Psychotic Turkey Holds the Nation’s Capital in Grip of Terror

  • Our capital seems to be under attack by an avian invader.

The most inconspicuous animals can get surprisingly violent. Turkeys, for example, can be real terrors.

A couple of years ago, there was a turkey called Gerald that brutalized a park in Oakland, CA, for months. But now have another gobbler that’s giving Gerald a run for his money.


For months now, residents in Washington, D.C, and Maryland have come under regular turkey attacks. But here’s the thing — the authorities believe that the same turkey is behind each attack.

Each victim has described their assailant as a roughly three-and-a-half-foot-tall turkey that suddenly comes screeching at them. While it’s not easy to tell turkeys apart, those who can do so are convinced that there’s only one psycho turkey making rounds.

So why aren’t the authorities doing anything about this raging avian? Oh, but they are — or at least they’re trying to.

But the turkey in question has avoided every attempt to catch it. Several different agencies are after it, but so far, they’ve had no luck in apprehending the turkey.

‘It Was Terrifying’

One of the turkey’s victims is Cliff Robinson, a retired court services employee. In early April, he was out walking near a small wood between Kenilworth Marsh and the Anacostia River, on the border between Maryland and Washington, D.C.

And then the turkey came.

“I was attacked there,” Robinson, 70, told Wall Street Journal.
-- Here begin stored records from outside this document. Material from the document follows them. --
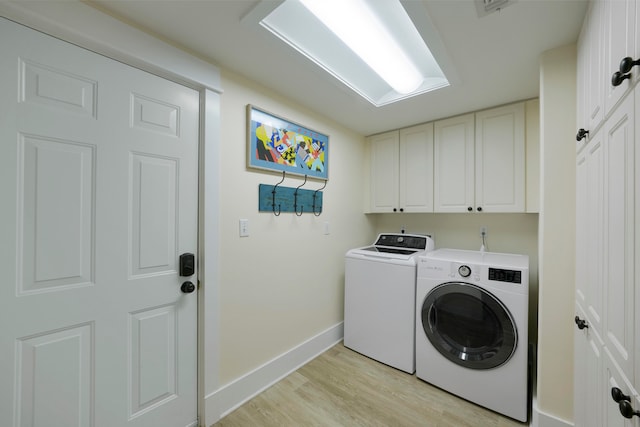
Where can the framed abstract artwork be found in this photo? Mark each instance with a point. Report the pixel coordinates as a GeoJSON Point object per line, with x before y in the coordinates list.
{"type": "Point", "coordinates": [277, 144]}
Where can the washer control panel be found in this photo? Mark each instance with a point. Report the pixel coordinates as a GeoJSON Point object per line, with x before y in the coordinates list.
{"type": "Point", "coordinates": [502, 275]}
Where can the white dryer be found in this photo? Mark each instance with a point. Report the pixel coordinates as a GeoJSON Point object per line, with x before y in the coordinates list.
{"type": "Point", "coordinates": [471, 327]}
{"type": "Point", "coordinates": [380, 298]}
“I was trying to get away from him and he came after me. He wouldn’t let me pass.”

Robinson isn’t by far the only person the turkey has attacked. Many others have shared their stories on social media.

“I was chased by this guy back in November for a solid quarter-mile at relatively high speed,” one bicyclist wrote on a blog, adding that we felt lucky he was on his bike.

“A wild turkey that attacked me on the Anacostia trail last night. I ended up at urgent care with puncture wounds on my legs and I had to get a tetanus shot and antibiotics. It was terrifying,” another person lamented according to WSJ.

Familiar to Authorities

The turkey isn’t a previously unknown visitor in the area. In fact, he’s very familiar to local park rangers and wildlife managers.

Sue Greeley is one of them. According to her, the turkey had been living in the U.S. National Arboretum by Anacostia River at least since last November.

Back then, he wasn’t violent at all. In fact, the turkey had a habit of following the park’s workers as they collected dogwood.

“It was this comedic detective-like situation where he was following and then pretended he was not following,” said Sue Greeley, a wildlife manager at the U.S. National Arboretum.

“Near Thanksgiving, the gentleman [the turkey was following] turned and warned him that if he wasn’t careful, he was going to have him for dinner.”

After that remark, the turkey disappeared for a couple of months. But then he reappeared in January near the Kenilworth Aquatic Gardens as a changed bird.

Joe Cashman, a park guide at the Gardens, said that the turkey came after him and another guide as they were biking through the garden.

“We got a kick out of it. Then we started getting complaints,” Cashman recalled.

“It started getting aggressive. It’s gotten more and more aggressive.”

Soon, the guides put up warning posters, encouraging people to avoid wildlife. But since then, the turkey attacks have become increasingly violent.

‘We Don’t Want to Kill It’

Clearly, something must be done about the turkey. And believe us, the authorities are trying — there are more than a dozen agencies after the bird.

But the turkey knows how to get away. He keeps zig-zagging between state lines and jurisdictions, flying across the Anacostia to evade the long arm of the law.

It might be easier to do what the one National Arboretum worker joked about and turn the turkey into Thanksgiving dinner. But Cashman says that such an approach is completely off the table.

“We don’t want to kill it,” he insists.

Instead, the plan is to capture the turkey and relocate him somewhere where he can do no harm to people.

But that’s easier said than done. How can you relocate something you seem to be unable to catch?

Meanwhile, local residents have no idea when or where the turkey will strike next.